Amsterdam was amazing. We stayed in a Christian hostel (which was decorated with signs that said “God Loves You!” and offered free English-Dutch bibles) located right in the heart of the Red Light District, which was quite the interesting experience. Everything was so unbelievably beautiful, and we spent a lot of time walking around and looking at lopsided (drunk) houses and legions of bicycles. (The iepen had already snowed, but their new leaves were especially beautiful when the sun decided to come out.) We spent a lot of time visiting bookstores and museums, including the Van Gogh Museum and the Anne Frank House.
I’m afraid I was a rather obnoxious travel partner for my friend, who has yet to read The Fault in Our Stars; I kept seeing things that would remind me of the book and going on about how exciting it was to be there after reading it. Still, I was careful not to spoil anything since she does plan to read it, and we talked about how different our experiences with the story would be after visiting Amsterdam.
Markets are just about my favourite thing ever, so I was very lucky that I got to visit one in almost every city. At a Siena antique fair, I bought a magazine ad from the 1920s. In Prague, I bought pysanky eggs from a stall in the Old Town Square. But Amsterdam was probably the best; we found a vintage flea market, a book fair (!!), and a farmers market that kept us fed all day. We didn’t buy any mushrooms from this stand because we didn’t have a kitchen with which to cook them properly, though oh! how it pained me to walk away from it.
My friend and I spent over an hour in the Amsterdam library. This was partly because it was rather large, but mostly because it is the most wonderful library in the world. It was beautiful, white and modern but still very friendly, with lots of varied work spaces and computers with daybeds and an exhibit of independent political posters and an affordable gourmet cafe upstairs.
But best of all was the children’s section. We both have an interest in literature for young readers (she has worked on children’s poetry workshops, I want to edit YA books), so we were rather excited to find that such a place exists. There were interesting and gorgeous sculptures and round bookshelf-forts that could be climbed, and chairs that invited you to sit upside-down if you wanted, and a miniature and intensely detailed neighborhood for mice. No joke, we were positively in raptures over this library.
And then we went across the street to a children’s science museum and learned about kissing and sex from a rather interesting exhibit. Basically, Amsterdam treats its children very well.

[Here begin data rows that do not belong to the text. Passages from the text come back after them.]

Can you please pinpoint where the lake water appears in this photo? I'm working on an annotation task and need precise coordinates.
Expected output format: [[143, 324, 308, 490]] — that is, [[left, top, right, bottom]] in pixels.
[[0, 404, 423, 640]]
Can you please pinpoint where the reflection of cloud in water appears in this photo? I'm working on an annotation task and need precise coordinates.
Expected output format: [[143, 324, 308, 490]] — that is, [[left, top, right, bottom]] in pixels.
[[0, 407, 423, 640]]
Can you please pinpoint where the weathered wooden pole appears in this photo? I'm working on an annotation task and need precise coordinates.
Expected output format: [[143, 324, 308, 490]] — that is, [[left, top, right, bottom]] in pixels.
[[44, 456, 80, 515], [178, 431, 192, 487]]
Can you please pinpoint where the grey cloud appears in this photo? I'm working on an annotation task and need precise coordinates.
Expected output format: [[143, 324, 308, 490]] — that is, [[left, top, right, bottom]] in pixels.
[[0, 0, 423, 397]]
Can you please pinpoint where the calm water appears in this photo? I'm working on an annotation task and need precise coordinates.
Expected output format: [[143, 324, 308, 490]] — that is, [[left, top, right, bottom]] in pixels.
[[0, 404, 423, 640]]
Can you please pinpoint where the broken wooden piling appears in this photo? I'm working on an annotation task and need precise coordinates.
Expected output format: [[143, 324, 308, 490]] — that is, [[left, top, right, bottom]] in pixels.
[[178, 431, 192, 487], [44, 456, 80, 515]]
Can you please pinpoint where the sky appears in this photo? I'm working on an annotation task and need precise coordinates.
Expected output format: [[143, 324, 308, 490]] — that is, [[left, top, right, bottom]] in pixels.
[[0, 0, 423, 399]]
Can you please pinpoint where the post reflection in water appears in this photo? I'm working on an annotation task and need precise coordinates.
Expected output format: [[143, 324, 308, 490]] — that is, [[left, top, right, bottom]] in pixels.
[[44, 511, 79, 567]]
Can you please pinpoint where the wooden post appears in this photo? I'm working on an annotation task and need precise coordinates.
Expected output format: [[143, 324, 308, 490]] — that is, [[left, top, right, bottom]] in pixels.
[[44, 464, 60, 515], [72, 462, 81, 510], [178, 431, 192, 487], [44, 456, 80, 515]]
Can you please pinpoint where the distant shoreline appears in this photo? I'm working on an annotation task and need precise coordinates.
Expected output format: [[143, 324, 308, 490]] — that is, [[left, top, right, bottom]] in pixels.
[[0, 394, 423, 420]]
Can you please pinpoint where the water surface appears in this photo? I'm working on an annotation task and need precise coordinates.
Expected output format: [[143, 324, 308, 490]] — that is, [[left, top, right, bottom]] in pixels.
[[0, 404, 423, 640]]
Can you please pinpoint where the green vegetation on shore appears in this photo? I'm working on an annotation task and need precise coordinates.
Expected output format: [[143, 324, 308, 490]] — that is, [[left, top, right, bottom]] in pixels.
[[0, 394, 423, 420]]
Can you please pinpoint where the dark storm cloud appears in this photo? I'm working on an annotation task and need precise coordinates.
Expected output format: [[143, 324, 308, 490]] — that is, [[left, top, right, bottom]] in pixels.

I had wanted to go to Bloesem since watching this video, and luckily my friend is as much of a fan of nice food as I am, and was willing to humour me. We went on our final night in Amsterdam, a quiet Sunday night. Since it was rather too expensive for us to each get our own daily-invented dishes, we asked to split the portions between us, aware how obnoxious this request might seem. Fortunately, our waiter took it with great humour, and we became friends through the night.
I think it helped that we obviously appreciated the meal. We first ordered glasses of prosecco so that we could taste the stars. All of the food was outstanding, but the best was the entree, a steak with parsnip mash, the most divine artichoke (au gratin) that I’ve ever tasted, all garnished with coffee-almond dust and vanilla foam. We came very close to composing odes for this dish. It was made all the more magical when the waiter came up with a bottle of wine and asked if we were drinking red. We started to say that we couldn’t afford it, and he cut us off, saying “I mean, do you hate red wine, or are you drinking red?” We said we loved red wine, and he instantly filled our glasses. It took us about five minutes to recover from this gesture enough to actually start eating.
We ended up being the last people in the restaurant, and as the cook went off for a smoke our waiter came over and started chatting with us about our home towns and American politics. At one point, he asked how we knew about the restaurant. I said that one of my favourite authors had recommended it. He nodded knowingly, saying, “It all started about a month ago.” Apparently he’s had a few young Americans come in, the first being an eleven year old girl with her family who was absolutely thrilled to be there. I explained that it had been the inspiration for a fictional restaurant, and he had me write down the title and author of the book so he could read it. He looked up John Green on his iPhone right then and there, and told me to send his thanks for the publicity.
We left the restaurant unable to stop smiling and laughing at how absolutely, utterly perfect the evening had been.
Amsterdam is ridiculously photogenic.
And finally, we went to Palma, Mallorca, with its beautiful cathedral and beaches. We heard a classical concert by an underground lake, had lengthy and serious discussions on our balcony, got a noise complaint after shouting Les Miserables songs into the night, got sunburns, and swam in the Mediterranean. It was wonderful.